Patios that are normally filled with hungry Tucsonans hosted only stacked chairs. Many of the storefronts were dark. In doorways, handwritten notes with promises of return. An empty streetcar whizzed by Martin's Comida Chingona.
"We’re trying to make the place sexy," said owner Martin Fontes after replacing his front door with an extremely red takeout window. He's offering curbside pick up and delivery, and he said that's not all he's doing.
"Somebody can ask me for catering for their house. I can make you a batch of beans, whatever you want to do. I am ready for negotiation at this point," he said.
Fontes, like every other restaurant, bar and business owner in Tucson, is figuring out how to make it through the coming weeks.
On Tuesday, Mayor Regina Romero joined Phoenix, Flagstaff and other cities across the country in banning dine-in service at restaurants and bars. The effort to reduce the spread of COVID-19 exacerbates the losses for Tucson businesses after a week of event cancellations.
"It's devastating. There's no sugar coating it," said Ande Motzkin, owner of Caruso's Italian Restaurant. Many businesses on Fourth count on St. Patrick's Day and the Fourth Avenue Street Fair to offset the slower summer months, when many students and retirees typically leave Tucson.
"For all of us on the avenue and the downtown area [this week] was supposed to be one of the biggest weeks of the year. And it's turned out to be probably the worst and most devastating week of not just this year but probably the decade," she said.
Motzkin said she didn't get the business she hoped for on the first day of take out service, which she chalks up to the rainy weather and customers unaware Caruso's is still serving food — and maybe unsure if it's safe.

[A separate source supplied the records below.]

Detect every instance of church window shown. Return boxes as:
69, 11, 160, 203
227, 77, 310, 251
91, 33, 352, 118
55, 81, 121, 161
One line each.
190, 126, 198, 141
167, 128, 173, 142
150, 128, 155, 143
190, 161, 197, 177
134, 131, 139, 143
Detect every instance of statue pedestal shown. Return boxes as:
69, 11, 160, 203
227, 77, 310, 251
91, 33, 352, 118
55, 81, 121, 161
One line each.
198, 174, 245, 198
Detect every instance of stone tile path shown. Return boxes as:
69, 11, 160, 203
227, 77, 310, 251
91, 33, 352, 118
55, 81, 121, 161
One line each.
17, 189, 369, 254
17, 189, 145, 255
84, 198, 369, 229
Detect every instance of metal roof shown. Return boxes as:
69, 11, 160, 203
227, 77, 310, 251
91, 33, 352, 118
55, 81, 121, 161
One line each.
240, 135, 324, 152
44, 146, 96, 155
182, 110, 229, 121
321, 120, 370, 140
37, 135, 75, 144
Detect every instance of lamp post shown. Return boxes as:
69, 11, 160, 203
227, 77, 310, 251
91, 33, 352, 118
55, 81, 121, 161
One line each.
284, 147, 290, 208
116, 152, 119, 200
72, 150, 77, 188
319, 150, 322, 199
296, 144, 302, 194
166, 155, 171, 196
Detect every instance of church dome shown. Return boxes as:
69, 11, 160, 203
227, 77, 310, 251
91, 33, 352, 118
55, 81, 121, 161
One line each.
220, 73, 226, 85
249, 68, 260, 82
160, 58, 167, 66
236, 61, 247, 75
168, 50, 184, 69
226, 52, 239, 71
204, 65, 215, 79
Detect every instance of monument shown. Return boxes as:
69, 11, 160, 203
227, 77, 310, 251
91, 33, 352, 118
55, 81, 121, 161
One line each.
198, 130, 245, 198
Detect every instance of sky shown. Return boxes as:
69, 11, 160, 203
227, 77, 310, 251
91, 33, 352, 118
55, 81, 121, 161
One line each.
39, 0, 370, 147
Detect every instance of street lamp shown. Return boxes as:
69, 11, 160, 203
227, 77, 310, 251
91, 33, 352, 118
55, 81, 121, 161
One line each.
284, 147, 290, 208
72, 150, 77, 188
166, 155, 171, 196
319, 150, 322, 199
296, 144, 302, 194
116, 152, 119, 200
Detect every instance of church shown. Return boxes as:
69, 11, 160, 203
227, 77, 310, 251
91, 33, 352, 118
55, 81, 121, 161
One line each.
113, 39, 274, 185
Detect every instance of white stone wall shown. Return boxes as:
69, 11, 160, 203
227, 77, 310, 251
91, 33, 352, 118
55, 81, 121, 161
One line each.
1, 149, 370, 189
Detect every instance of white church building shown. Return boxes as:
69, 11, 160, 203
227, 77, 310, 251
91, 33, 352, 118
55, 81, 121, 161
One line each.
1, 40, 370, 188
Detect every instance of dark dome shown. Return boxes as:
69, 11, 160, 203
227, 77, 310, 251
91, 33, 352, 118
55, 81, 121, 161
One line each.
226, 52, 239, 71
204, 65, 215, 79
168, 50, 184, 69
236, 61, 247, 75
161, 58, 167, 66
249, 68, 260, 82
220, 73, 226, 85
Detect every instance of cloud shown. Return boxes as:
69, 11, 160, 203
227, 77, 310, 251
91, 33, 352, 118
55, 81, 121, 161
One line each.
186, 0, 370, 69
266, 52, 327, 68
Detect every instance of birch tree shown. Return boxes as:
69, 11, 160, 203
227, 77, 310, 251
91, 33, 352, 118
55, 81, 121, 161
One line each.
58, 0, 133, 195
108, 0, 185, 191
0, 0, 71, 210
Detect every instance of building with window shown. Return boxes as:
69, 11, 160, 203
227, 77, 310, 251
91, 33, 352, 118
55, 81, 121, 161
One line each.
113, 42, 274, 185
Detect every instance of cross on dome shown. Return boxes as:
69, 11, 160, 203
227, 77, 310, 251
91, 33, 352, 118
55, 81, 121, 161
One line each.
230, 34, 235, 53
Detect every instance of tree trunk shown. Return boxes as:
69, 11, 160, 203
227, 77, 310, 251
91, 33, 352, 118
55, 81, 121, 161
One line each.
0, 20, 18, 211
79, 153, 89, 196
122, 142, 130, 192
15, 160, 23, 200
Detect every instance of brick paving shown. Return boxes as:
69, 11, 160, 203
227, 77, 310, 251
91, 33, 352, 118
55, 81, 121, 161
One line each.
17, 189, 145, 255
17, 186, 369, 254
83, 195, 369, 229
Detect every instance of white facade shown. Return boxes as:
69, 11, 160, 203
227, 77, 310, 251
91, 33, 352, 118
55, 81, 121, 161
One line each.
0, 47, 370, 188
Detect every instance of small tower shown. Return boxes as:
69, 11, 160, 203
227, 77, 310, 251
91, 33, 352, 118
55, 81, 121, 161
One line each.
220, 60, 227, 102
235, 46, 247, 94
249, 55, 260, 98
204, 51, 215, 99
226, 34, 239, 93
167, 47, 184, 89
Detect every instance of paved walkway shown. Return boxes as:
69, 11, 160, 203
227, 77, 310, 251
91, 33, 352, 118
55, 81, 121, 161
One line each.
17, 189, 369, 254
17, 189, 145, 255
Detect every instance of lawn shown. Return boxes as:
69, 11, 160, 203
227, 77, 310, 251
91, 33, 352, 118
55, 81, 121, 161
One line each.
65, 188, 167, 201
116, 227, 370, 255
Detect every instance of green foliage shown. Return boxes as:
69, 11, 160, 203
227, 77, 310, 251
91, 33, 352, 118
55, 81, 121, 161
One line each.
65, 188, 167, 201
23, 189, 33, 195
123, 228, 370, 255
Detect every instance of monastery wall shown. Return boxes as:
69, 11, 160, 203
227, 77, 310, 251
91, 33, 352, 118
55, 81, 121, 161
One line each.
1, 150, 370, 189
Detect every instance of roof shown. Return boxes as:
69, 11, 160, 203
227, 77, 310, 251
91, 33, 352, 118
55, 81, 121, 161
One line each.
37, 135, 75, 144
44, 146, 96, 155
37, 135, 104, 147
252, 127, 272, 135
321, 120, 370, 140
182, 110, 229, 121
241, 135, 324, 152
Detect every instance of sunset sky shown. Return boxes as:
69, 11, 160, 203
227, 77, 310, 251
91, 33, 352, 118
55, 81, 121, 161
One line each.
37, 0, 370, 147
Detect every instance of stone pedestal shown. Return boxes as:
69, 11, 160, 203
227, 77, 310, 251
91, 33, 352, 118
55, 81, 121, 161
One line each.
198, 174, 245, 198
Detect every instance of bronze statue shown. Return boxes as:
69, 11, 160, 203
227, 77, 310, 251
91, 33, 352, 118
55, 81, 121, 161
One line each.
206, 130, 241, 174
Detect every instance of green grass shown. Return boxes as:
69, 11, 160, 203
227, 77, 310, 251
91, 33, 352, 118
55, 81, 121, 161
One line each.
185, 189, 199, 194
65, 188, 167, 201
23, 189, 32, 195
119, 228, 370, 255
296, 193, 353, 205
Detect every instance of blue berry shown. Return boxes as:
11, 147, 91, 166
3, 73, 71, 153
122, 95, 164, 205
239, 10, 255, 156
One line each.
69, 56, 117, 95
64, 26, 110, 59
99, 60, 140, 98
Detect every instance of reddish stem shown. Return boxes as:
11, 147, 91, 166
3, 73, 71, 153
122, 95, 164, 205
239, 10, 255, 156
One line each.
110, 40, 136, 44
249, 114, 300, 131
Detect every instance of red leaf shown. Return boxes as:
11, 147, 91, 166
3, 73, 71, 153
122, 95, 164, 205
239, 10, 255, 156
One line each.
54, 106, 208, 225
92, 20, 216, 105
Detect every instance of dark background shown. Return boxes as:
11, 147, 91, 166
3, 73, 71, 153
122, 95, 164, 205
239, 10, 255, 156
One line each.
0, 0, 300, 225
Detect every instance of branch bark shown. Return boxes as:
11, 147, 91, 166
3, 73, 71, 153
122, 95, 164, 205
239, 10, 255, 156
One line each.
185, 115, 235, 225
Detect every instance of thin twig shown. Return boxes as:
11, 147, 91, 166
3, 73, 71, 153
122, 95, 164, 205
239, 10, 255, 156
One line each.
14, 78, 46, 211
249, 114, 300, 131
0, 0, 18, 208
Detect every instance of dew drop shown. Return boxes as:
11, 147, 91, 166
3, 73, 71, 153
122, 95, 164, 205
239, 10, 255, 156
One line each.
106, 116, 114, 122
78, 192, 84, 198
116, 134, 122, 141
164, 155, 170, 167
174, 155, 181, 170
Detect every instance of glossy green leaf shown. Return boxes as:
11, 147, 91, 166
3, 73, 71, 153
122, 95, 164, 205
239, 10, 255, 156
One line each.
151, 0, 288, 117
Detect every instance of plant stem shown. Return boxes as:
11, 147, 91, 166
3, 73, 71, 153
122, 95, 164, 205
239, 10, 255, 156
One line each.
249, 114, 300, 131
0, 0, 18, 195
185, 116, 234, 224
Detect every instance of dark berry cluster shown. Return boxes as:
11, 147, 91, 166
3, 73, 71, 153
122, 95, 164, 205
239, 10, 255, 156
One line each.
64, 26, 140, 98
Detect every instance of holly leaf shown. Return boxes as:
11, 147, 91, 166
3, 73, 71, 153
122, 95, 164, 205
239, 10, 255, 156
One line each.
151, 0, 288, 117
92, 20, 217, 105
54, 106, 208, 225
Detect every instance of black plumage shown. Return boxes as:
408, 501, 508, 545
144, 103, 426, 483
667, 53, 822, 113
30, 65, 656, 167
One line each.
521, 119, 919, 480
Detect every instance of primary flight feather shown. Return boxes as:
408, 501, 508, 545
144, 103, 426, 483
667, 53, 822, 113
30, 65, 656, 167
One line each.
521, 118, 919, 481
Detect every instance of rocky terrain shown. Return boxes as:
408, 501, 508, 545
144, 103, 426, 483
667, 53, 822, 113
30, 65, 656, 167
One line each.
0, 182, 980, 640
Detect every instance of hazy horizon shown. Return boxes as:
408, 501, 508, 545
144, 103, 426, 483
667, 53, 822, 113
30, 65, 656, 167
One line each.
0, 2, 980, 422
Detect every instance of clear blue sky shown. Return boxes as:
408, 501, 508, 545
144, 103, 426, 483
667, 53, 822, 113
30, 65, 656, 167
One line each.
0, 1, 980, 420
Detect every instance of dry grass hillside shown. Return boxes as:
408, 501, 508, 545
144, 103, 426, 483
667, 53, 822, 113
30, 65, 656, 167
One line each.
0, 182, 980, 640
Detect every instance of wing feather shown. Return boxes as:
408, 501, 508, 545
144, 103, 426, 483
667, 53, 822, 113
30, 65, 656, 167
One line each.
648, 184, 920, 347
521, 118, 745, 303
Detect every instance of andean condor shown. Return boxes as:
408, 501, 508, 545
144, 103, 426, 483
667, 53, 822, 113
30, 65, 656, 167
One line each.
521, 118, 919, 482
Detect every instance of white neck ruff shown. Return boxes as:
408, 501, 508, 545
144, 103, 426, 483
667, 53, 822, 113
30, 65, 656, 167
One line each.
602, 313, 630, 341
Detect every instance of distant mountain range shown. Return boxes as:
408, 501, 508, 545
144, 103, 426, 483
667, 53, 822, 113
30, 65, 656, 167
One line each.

"For all of us on the avenue and the downtown area [this week] was supposed to be one of the biggest weeks of the year. And it's turned out to be probably the worst and most devastating week of not just this year but probably the decade" — Ande Motzkin, owner, Caruso's
There is currently no evidence of COVID-19 transmission through food. That's according to the Centers for Disease Control and the Food and Drug Administration. Food delivery apps Grubhub and Postmates recently introduced contact-free delivery, where they'll leave orders at your door.
The virus can temporarily survive on surfaces, but you can reduce your risk by following CDC guidelines like discarding packaging and then washing your hands for 20 seconds.
Motzkin said supporting local businesses through pickup and delivery is the only way to make sure they'll make it through the virus. And it supports their workers too. The loss of business means she's only able to give shifts to one quarter of her employees.
She says she's hoping the restrictions won't last longer than the current length of the restrictions — through the end March. "We'll be okay for two weeks. After that I'm going to start getting really worried," she said.
But Martin Fontes, of Martin's Comida Chingona, said he's preparing for restrictions to last much longer
"I'm going to make as much noise on the curbside as possible. I'm going to put up signs. I'm going to let people know as much as I can," he said. "And I’m damned if I’m going to let this restaurant fall after 19 years."
Tucson Mayor Regina Romero's office issued a statement Wednesday declaring parking spaces on Fourth Avenue, Main Gate, the Mission District and downtown be free for 15 minutes.